Some portions of this description describe the embodiments in terms of algorithms and symbolic representations of operations on information. These algorithmic descriptions and representations are commonly used by those skilled in the data processing arts to convey the substance of their work effectively to others skilled in the art. These operations, while described functionally, computationally, or logically, are understood to be implemented by computer programs or equivalent electrical circuits, microcode, or the like. Furthermore, it has also proven convenient at times, to refer to these arrangements of operations as modules, without loss of generality. The described operations and their associated modules may be embodied in software, firmware, hardware, or any combinations thereof.

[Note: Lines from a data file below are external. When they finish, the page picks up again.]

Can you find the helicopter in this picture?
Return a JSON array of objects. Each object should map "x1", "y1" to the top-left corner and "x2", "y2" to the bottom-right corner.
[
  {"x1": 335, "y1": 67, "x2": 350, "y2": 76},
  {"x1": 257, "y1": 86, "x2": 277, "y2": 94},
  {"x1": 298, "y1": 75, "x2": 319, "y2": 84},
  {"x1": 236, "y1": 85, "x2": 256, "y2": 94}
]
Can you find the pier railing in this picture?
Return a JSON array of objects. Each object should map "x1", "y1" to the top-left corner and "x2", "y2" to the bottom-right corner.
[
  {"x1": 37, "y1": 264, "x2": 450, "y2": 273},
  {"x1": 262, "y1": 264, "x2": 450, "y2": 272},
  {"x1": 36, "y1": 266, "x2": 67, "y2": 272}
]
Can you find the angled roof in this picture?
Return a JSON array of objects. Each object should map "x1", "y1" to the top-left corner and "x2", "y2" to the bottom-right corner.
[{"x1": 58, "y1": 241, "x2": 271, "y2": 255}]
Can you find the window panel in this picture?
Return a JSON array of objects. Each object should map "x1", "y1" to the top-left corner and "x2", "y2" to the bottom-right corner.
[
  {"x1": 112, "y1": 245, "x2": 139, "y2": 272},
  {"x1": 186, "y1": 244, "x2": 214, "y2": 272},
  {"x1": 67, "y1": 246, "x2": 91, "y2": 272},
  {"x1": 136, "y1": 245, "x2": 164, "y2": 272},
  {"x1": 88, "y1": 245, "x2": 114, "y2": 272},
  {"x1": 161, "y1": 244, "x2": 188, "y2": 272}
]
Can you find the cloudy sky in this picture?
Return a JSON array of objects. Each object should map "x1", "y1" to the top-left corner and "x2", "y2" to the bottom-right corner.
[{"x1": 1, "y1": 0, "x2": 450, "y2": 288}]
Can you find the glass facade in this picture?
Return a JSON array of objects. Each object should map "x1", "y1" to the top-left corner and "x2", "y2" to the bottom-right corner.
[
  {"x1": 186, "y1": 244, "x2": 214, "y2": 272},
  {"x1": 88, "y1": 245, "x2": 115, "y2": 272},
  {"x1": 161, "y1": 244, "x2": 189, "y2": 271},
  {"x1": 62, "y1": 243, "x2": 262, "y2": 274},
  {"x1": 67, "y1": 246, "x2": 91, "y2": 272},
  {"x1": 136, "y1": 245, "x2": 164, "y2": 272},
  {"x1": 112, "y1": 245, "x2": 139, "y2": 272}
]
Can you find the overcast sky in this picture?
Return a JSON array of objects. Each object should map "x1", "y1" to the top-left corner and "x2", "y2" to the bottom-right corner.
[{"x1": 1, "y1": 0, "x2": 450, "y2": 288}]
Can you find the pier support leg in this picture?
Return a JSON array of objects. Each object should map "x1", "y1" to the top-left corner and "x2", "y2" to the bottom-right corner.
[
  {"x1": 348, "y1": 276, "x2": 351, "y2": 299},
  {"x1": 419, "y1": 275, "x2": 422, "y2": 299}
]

Any of the steps, operations, or processes described herein may be performed or implemented with one or more hardware or software modules, alone or in combination with other devices. In one embodiment, a software module is implemented with a computer program product comprising a computer-readable medium containing computer program code, which can be executed by a computer processor for performing any or all of the steps, operations, or processes described.
Embodiments may also relate to an apparatus for performing the operations herein. This apparatus may be specially constructed for the required purposes, and/or it may comprise a general-purpose computing device selectively activated or reconfigured by a computer program stored in the computer. Such a computer program may be stored in a non-transitory, tangible computer readable storage medium, or any type of media suitable for storing electronic instructions, which may be coupled to a computer system bus. Furthermore, any computing systems referred to in the specification may include a single processor or may be architectures employing multiple processor designs for increased computing capability.

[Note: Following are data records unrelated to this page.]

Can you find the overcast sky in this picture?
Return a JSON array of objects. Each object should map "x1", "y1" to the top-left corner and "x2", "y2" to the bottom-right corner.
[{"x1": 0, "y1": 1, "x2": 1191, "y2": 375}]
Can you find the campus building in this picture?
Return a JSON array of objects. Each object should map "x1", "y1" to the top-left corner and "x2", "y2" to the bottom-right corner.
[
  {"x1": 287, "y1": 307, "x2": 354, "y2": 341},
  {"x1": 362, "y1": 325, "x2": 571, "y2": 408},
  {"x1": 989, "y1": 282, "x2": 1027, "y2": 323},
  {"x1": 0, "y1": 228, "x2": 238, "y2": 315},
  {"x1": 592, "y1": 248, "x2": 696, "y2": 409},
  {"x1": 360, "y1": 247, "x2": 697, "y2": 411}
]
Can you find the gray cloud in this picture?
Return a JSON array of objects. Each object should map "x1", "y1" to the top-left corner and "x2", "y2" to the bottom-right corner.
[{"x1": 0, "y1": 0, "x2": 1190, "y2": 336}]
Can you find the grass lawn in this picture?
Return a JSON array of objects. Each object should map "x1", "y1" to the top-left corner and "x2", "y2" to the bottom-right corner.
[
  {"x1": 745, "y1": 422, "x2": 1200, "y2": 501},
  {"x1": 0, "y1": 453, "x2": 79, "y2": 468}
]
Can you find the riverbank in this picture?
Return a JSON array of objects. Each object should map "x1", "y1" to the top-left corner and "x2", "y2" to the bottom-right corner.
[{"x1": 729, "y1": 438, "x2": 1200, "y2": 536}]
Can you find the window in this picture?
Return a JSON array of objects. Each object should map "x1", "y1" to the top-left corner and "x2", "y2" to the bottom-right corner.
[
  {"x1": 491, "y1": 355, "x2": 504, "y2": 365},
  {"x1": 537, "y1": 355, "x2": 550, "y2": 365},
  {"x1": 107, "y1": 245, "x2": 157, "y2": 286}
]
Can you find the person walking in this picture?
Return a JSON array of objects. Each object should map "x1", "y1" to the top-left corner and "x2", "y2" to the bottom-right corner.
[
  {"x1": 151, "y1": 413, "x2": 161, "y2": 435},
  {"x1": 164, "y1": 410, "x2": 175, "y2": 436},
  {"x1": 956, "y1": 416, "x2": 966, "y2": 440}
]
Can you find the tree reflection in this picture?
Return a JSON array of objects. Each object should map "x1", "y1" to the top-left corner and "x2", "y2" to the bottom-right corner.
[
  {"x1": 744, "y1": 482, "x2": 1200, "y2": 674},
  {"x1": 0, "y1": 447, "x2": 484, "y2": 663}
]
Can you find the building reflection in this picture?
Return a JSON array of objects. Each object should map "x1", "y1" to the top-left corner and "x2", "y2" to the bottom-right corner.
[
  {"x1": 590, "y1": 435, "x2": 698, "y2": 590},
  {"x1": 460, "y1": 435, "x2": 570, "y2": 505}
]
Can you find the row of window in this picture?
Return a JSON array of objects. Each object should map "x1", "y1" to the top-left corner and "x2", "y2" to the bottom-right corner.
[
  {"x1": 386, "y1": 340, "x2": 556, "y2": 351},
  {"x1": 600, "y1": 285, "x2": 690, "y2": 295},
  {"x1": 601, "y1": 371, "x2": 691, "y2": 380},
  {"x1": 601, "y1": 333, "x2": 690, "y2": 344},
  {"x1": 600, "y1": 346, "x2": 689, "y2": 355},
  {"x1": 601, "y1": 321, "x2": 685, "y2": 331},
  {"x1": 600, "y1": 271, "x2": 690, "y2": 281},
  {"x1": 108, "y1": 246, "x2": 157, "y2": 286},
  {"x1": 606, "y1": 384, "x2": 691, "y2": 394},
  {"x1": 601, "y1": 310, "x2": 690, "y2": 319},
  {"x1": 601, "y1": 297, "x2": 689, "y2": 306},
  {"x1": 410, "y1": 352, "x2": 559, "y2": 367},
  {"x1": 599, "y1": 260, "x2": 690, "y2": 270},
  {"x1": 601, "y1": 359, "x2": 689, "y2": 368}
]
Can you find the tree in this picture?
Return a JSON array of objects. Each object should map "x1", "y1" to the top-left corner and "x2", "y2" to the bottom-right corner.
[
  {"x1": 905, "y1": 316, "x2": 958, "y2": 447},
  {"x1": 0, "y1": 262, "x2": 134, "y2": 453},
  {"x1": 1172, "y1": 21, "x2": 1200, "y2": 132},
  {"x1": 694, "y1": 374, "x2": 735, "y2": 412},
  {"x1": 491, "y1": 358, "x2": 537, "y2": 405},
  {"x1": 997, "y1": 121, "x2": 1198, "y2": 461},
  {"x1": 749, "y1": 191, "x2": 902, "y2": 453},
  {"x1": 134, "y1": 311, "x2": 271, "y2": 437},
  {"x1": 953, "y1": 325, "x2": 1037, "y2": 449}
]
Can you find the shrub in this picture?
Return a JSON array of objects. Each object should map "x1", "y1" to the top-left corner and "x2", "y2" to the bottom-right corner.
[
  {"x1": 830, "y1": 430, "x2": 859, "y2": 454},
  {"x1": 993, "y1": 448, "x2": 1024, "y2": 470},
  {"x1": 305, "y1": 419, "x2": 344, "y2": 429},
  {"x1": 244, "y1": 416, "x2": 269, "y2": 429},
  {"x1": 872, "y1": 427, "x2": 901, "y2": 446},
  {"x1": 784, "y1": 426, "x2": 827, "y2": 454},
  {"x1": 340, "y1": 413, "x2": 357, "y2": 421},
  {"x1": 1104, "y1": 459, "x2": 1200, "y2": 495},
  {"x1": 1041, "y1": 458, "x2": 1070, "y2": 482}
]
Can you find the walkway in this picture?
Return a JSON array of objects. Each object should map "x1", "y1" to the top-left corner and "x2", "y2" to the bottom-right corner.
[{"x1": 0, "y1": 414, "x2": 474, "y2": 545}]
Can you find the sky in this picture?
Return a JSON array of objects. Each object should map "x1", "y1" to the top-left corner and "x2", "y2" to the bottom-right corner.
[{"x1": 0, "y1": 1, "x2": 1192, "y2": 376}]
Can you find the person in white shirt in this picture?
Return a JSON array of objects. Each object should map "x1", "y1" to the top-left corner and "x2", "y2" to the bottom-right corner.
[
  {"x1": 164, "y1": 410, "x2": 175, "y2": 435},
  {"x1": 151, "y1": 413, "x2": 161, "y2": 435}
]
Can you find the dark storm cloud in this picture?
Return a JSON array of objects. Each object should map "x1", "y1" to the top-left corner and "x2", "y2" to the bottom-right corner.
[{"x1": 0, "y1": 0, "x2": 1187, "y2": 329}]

Embodiments may also relate to a product that is produced by a computing process described herein. Such a product may comprise information resulting from a computing process, where the information is stored on a non-transitory, tangible computer readable storage medium and may include any embodiment of a computer program product or other data combination described herein.

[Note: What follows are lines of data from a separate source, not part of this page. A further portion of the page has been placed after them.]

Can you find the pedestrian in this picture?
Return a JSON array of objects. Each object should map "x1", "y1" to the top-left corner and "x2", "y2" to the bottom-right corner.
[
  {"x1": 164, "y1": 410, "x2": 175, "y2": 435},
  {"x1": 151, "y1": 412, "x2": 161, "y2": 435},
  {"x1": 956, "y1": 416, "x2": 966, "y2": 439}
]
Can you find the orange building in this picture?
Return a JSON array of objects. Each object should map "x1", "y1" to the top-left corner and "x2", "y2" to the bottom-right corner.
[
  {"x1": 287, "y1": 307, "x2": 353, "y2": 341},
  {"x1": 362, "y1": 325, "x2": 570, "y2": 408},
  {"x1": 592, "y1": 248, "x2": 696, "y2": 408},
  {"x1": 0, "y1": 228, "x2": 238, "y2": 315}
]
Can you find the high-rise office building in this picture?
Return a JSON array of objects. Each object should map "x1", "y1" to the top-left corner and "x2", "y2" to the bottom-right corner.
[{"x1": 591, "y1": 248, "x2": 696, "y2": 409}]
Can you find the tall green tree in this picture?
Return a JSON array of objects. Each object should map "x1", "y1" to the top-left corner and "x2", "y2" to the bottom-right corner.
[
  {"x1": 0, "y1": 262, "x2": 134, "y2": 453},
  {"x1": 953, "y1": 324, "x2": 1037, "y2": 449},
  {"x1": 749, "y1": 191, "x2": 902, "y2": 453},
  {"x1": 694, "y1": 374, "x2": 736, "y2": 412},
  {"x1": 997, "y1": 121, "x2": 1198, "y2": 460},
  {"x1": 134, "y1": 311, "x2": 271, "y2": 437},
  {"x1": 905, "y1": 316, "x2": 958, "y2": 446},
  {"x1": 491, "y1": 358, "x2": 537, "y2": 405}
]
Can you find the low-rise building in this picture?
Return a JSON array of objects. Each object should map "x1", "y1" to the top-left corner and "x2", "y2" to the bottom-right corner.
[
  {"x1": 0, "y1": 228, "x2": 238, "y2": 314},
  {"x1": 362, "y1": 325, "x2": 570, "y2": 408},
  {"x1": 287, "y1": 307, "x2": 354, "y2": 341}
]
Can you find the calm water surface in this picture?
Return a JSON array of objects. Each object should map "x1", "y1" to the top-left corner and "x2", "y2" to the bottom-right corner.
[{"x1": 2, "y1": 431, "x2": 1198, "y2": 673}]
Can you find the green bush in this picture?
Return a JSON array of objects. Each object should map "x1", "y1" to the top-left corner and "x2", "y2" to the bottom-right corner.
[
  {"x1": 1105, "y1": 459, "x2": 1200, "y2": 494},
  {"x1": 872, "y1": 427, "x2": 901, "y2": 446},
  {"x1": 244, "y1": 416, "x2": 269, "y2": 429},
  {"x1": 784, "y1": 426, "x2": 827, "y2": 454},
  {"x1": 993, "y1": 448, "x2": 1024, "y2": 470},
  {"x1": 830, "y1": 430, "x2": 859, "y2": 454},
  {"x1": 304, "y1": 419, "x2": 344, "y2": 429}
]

Finally, the language used in the specification has been principally selected for readability and instructional purposes, and it may not have been selected to delineate or circumscribe the patent rights. It is therefore intended that the scope of the patent rights be limited not by this detailed description, but rather by any claims that issue on an application based hereon. Accordingly, the disclosure of the embodiments is intended to be illustrative, but not limiting, of the scope of the patent rights, which is set forth in the following claims.